Oliverio Girondo
Si hubiera sospechado
lo que se oye después de muerto, no me suicido.
Apenas
se desvanece la musiquita que nos echó a perder los últimos momentos y cerramos
los ojos para dormir la eternidad, empiezan las discusiones y las escenas de
familia.
¡Qué
desconocimiento de las formas! ¡Qué carencia absoluta de compostura! ¡Qué
ignorancia de lo que es bien morir!
Ni
un conventillo de calabreses malcasados, en plena catástrofe conyugal, daría
una noción aproximada de las bataholas que se producen a cada instante.
Mientras
algún vecino patalea dentro de su cajón, los de al lado se insultan como
carreros, y al mismo tiempo que resuena un estruendo a mudanza, se oyen las
carcajadas de los que habitan en la tumba de enfrente.
Cualquier
cadáver se considera con el derecho de manifestar a gritos los deseos que había
logrado reprimir durante toda su existencia de ciudadano, y no contento con
enterarnos de sus mezquindades, de sus infamias, a los cinco minutos de
hallarnos instalados en nuestro nicho, nos interioriza de lo que opinan sobre
nosotros todos los habitantes del cementerio.
De
nada sirve que nos tapemos las orejas.
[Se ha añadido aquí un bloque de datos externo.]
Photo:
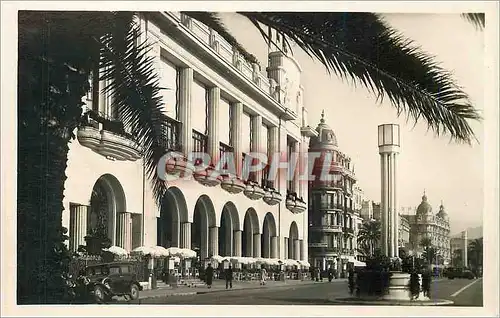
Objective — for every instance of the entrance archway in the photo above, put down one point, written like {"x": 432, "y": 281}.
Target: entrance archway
{"x": 106, "y": 200}
{"x": 203, "y": 221}
{"x": 269, "y": 240}
{"x": 173, "y": 212}
{"x": 250, "y": 228}
{"x": 293, "y": 242}
{"x": 228, "y": 224}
Los comentarios, las risitas irónicas,
los cascotes que caen de no se sabe dónde, nos atormentan en tal forma los
minutos del día y del insomnio, que nos dan ganas de suicidarnos nuevamente.
Aunque
parezca mentira –esas humillaciones– ese continuo estruendo resulta mil veces
preferible a los momentos de calma y de silencio.
Por
lo común, estos sobrevienen con una brusquedad de síncope. De pronto, sin el
menor indicio, caemos en el vacío. Imposible asirse a alguna cosa, encontrar
una a que aferrarse. La caída no tiene término. El silencio hace sonar su
diapasón. La atmósfera se rarifica cada vez más, y el menor ruidito: una uña,
un cartílago que se cae, la falange de un dedo que se desprende, retumba, se
amplifica, choca y rebota en los obstáculos que encuentra, se amalgama con
todos los ecos que persisten; y cuando parece que ya va a extinguirse, y cerramos
los ojos despacito para que no se oiga ni el roce de nuestros párpados, resuena
un nuevo ruido que nos espanta el sueño para siempre.
¡Ah,
si yo hubiera sabido que la muerte es un país donde no se puede vivir!